Tous les cinq ans, le soir d’Halloween, les treize familles les plus riches d’Amérique s’offrent les services des tueurs les plus redoutables des États-Unis et organisent un « petit » jeu pour savoir laquelle d’entre elles régnera sur le pays. Lâchés dans une petite ville discrète et sans histoire, les criminels n’ont qu’un seul objectif : éliminer leurs adversaires. Pour les habitants d’Oak Valley, Maine (l’arène malchanceuse de cette année), le but est simple : survivre à cette terrible nuit.

Résumé éditeur

Exquisite Corpses – T1 : Avis & Critique

Exquisite Corpses marque le point de départ d’un nouvel univers imaginé par James Tynion IV ( The Nice house ) ainsi que d’autres scénaristes de comics. Le tout est mis en image par Michael Walsh à qui on doit déjà l’excellent Universal Monsters Frankenstein. On notera que ce premier tome est avant tout introductif. Il nous emmène dans la petite ville d’Oak Valley où va se dérouler un véritable jeu de massacre. En effet, 12 tueurs, plus zinzins les uns que les autres vont s’entre-tuer afin que leurs commanditaires récupèrent le contrôle de l’Amérique. Les habitants dans tout ça ? Des dommages collatéraux.
On sent clairement que James Tynion est en forme et son scénario a en effet de quoi faire réagir les plus fervents adeptes de théories du complot. Particulièrement grâce à l’utilisation de puissance dissimulée dans l’ombre qui serait aux manettes. Il brille qui plus est par une solide mise en scène, soutenue par le trait de Michael Walsh qui en souligne toute l’horreur et l’absurdité qui en découle. Chaque combattant est ainsi dévoilé comme s’il s’agissait d’un jeu télévisé. Une ambiance qui évoquera au lecteur, sans l’ombre d’un doute, un mélange entre Hunger Game, American Nightmare ou encore Madworld le jeu Wii de Sega qui avait créé la polémique. La violence et le massacre à venir sont alors relégués au rang de divertissement malsain. Un plaisir coupable que s’apprête d’ailleurs à vivre le lecteur.
Il faut dire que cela colle parfaitement à la psyché des détestables et malaisants membres des 13 familles qui s’affrontent pour le pouvoir.

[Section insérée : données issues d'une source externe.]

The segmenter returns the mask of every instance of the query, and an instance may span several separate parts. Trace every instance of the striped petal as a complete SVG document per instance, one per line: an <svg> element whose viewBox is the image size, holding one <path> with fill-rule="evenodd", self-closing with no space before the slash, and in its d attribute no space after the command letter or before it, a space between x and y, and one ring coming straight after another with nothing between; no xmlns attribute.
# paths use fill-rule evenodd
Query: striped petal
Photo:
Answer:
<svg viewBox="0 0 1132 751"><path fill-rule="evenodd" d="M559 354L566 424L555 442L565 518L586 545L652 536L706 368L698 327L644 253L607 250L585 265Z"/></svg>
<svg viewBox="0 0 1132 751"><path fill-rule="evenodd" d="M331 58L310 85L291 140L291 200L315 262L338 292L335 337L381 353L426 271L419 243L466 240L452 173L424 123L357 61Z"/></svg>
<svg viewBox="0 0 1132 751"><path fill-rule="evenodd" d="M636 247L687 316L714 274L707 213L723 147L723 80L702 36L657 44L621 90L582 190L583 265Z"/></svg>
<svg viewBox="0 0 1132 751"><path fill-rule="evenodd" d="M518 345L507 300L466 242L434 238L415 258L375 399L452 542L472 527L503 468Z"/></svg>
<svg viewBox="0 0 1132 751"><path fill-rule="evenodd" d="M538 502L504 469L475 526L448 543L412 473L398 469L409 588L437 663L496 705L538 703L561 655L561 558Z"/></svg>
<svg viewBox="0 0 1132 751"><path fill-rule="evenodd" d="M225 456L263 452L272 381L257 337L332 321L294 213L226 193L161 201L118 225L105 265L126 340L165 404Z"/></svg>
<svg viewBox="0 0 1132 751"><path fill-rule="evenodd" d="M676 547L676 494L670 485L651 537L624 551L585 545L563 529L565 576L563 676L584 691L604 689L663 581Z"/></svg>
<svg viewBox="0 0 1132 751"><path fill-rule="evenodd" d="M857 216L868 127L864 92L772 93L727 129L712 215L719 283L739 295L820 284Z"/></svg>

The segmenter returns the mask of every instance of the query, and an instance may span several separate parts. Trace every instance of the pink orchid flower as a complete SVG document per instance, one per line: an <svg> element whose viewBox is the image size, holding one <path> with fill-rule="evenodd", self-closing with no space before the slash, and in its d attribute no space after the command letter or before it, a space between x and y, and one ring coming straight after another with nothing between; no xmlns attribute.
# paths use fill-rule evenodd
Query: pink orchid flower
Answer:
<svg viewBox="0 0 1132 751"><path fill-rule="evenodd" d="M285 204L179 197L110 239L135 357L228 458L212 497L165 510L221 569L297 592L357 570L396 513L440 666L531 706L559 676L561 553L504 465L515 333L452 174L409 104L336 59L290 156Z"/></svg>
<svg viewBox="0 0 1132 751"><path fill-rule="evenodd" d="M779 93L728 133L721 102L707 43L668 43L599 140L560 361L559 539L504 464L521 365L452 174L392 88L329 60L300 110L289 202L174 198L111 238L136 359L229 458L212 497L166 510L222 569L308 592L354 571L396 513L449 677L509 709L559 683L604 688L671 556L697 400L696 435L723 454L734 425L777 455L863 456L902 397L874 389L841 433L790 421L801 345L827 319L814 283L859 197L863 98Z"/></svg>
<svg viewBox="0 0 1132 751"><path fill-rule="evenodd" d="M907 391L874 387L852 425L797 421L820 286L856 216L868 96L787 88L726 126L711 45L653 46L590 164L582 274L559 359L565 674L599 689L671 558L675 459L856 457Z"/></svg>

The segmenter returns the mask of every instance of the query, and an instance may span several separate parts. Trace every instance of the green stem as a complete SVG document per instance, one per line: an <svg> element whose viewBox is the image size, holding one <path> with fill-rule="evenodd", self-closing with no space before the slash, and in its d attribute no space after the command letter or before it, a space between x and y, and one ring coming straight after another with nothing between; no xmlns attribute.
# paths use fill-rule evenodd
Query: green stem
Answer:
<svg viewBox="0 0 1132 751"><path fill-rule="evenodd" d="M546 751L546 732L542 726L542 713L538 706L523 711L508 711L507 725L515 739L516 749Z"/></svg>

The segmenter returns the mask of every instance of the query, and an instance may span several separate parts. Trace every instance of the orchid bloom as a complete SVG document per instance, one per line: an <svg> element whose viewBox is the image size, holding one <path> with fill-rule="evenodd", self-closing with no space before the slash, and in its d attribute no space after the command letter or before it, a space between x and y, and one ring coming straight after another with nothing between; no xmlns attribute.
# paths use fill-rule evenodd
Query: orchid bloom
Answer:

Ils incarnent les véritables méchants de l’histoire avec le système qu’ils représentent. Après tout, ils ne considèrent les habitants d’Oak Valley et plus généralement la population que comme de « vulgaires mouches écrasées sur un pare-brise ». C’est une critique bien placée des élites et de leur monde qui parfois nous dépassent. On saluera cependant les nuances introduites par l’auteur avec cette lueur d’espoir que représente Lone Gunman, un ex-militaire qui semble suivre un certain code d’honneur. Un potentiel héros à suivre ? J’en doute !
Quoi qu’il en soit, et même si l’histoire n’avance pas des masses dans cette première partie, voir peut paraitre fragmentée. Elle pose des bases solides pour la suite. Les 12 tueurs au passé et au profil aussi différent que leur arme de prédilection promettent en effet pas mal de rebondissements et d’action. Il ne reste qu’à espérer que l’auteur saura leur donner plus de profondeur par la suite.

Conclusion

En bref, cette première partie d’Exquisite Corpses m’aura convaincu de poursuivre l’aventure. L’intrigue est solide, pas forcément inédite mais le suspens est tel qu’on veut connaître la suite. Sans doute parce que tout le monde peut y passer et que la suite s’annonce comme un pur moment pop-corn.